Blog — 05 July 2012

July 2012 marks my second year abroad living in Thailand. One of the main things I’ve noticed while living here is how Thai history, culture and tradition has been woven into most daily activities in one form or another, making Thailand truly unique. During the past two years I’ve also seen some interesting things, learned some interesting facts, and picked up some handy bits of information along the way. When most people think of Thailand a few general ideas usually come to mind such as great beaches, great food, nice people and most things being pretty inexpensive. Yes, all true, but there is so much more. I thought I’d share some of what I’ve picked up, both known and not so well known, that I find interesting about “The Land of Smiles.”

1. The Thai anthem is played every morning and evening and it’s required that you stop what you’re doing and stand as it plays over speakers.

2. The ceremonial name for Bangkok holds the Guinness Record as the longest name for a place. It is “Krung Thep Mahanakhon Amon Rattanakosin Mahinthara Yuthaya Mahadilok Phop Noppharat Ratchathani Burirom Udomratchaniwet Mahasathan Amon Piman Awatan Sathit Sakkathattiya Witsanukam Prasit.”

Translated it means “City of Angels, Great City of Immortals, Magnificent City of the Nine Gems, Seat of the King, City of Royal Palaces, Home of Gods Incarnate, Erected by Visvakarman at Indra’s Behest.” Bangkok is the short version.

3. An estimated 300,000 stray dogs , called soi dogs, roam the streets of Bangkok.

4. Riding in the back of a truck or on the roof is not illegal.

5. There are 6,480 7-11’s in Thailand.

6. All kids in Thailand wear uniforms to school.

7. It is illegal in Thailand to leave your house if you are not wearing underwear.

8. Swiftlet nests which are used to make one of the world’s most expensive foods, Bird’s nest soup, can be found in the island caves of southern Thailand and can cost more than $900 per pound.

9. Thailand has the world’s longest reigning monarch, HMK Bhumibol Adulyadej, who became King Rama IX in June 1946.

10. Thailand is the world’s number one exporter of orchids and has more than 1,500 species growing wild in its forests.

11. The northern tip of Thailand, which borders the western tip of Laos and the eastern corner of Myanmar, is known as “The Golden Triangle” and is notorious for the production and trafficking of opium and heroin.

12. The original ‘Siamese twins’ were born in 1811 in a village in the province of Samut Songkhram southwest of Bangkok.

13. In Thailand, the head is the most important part of the body. To show respect, Thais will try to keep their heads lower than the head of any person who is older or more important.

14. “Have you eaten rice yet?” or “Gin khao reuyung?” was the original way to say ‘Hello’ in Thai. The now commonly used “Sa-Wat-Dee” was created and introduced during the 1940’s.

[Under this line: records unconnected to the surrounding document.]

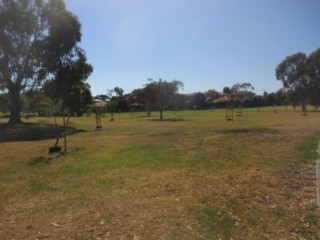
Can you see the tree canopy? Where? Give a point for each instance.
(36, 39)
(300, 74)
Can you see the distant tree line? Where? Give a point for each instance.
(43, 71)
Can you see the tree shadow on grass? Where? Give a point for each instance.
(167, 120)
(31, 132)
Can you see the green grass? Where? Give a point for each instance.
(195, 175)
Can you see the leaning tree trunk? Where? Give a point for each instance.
(15, 105)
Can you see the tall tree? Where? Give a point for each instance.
(35, 36)
(162, 93)
(313, 63)
(68, 84)
(293, 72)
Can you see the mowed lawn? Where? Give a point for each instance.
(192, 176)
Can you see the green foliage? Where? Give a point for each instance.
(36, 40)
(299, 74)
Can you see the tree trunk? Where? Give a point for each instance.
(15, 105)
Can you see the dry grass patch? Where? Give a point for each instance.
(200, 178)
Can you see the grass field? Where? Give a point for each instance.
(192, 176)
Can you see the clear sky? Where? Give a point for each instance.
(206, 44)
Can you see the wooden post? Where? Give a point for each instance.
(64, 132)
(318, 177)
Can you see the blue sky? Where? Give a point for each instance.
(206, 44)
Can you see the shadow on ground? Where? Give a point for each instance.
(167, 120)
(31, 132)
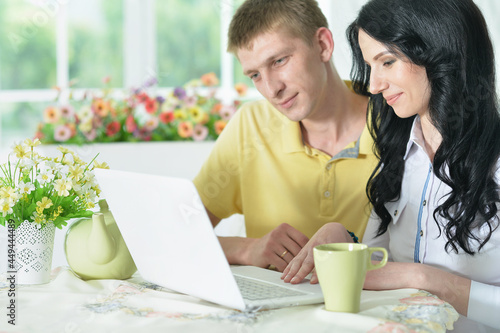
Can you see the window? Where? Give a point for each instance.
(75, 44)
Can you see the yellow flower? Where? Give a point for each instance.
(64, 150)
(45, 203)
(180, 114)
(62, 186)
(38, 218)
(75, 172)
(241, 89)
(7, 192)
(21, 151)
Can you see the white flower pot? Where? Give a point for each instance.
(33, 248)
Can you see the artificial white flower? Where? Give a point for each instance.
(6, 207)
(62, 186)
(45, 176)
(26, 188)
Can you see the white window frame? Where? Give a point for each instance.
(139, 51)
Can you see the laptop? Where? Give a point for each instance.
(173, 244)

15. Chopsticks aren’t widely used in Thailand, except when eating noodle soups. Most meals are eaten with a spoon.

16. Father’s Day and Mother’s Day are celebrated on the birthday’s of the King and Queen.

17. Red Bull originated in Thailand and was first called Red Guar.

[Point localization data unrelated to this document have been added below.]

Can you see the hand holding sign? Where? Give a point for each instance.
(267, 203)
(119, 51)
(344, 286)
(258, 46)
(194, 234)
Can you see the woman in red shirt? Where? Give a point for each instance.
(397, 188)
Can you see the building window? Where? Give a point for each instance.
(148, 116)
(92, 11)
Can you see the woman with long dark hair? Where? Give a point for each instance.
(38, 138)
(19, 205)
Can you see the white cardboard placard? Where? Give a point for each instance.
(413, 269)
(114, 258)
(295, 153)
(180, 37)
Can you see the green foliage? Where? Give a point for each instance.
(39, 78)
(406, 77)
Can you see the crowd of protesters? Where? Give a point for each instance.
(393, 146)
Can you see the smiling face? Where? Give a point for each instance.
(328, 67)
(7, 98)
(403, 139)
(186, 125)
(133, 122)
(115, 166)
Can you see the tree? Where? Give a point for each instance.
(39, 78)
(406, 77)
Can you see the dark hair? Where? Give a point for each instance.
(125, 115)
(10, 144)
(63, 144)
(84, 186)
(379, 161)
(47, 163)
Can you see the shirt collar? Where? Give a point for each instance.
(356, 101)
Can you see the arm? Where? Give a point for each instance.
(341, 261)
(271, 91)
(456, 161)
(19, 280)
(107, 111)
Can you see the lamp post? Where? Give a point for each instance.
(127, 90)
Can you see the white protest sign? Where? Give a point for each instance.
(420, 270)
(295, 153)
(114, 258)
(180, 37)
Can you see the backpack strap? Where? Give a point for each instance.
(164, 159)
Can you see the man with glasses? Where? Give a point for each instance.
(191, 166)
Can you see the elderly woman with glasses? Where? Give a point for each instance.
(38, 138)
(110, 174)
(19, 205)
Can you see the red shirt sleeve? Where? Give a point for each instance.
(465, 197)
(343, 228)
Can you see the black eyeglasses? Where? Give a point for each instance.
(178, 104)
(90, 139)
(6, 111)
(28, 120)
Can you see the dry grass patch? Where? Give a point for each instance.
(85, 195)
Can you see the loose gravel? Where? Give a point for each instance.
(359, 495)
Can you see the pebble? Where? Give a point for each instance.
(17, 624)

18. More prominent in the past, however, still practiced today, Thai young men including the kings become Buddhist monks for at least a short time before their 20th birthday.

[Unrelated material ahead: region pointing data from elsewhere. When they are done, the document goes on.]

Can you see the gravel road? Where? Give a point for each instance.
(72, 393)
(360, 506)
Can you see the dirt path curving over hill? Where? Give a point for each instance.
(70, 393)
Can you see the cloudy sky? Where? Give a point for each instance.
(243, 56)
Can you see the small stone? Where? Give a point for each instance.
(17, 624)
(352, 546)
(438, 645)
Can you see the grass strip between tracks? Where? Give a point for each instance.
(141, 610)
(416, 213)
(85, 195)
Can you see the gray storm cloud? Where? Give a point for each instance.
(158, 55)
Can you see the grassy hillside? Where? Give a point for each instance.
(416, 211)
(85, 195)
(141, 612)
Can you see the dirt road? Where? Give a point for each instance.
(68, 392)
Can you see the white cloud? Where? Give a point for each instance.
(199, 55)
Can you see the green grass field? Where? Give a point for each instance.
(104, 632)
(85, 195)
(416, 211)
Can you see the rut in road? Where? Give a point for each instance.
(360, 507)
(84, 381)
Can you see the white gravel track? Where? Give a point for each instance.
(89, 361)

19. Bangkok was once called the “Venice of the East” because of its many canals and buildings which were built on stilts. As Bangkok grew and grew, most canals were filled and paved to make roads.

20. In 1996 the most expensive pet wedding in the world took place in Thailand. Two rare “diamond-eyed cats,” named Phet and Ploy, were married in wedding which cost $16,241.

21. The bumblebee bat, which is the world’s smallest mammal, lives in caves along the rives of western Thailand.

22. Thailand is home to a fish called the mudskipper, which lives in low tide areas along the beaches and can walk on land and climb trees.

23. Thailand is called the “Land of Smiles” because of the 13 different types of smiles Thai’s use for virtually every situation. It also gets the name because Thai people are extremely friendly and cheerful. If you smile at any Thai while walking on the street you will most certainly receive a smile back.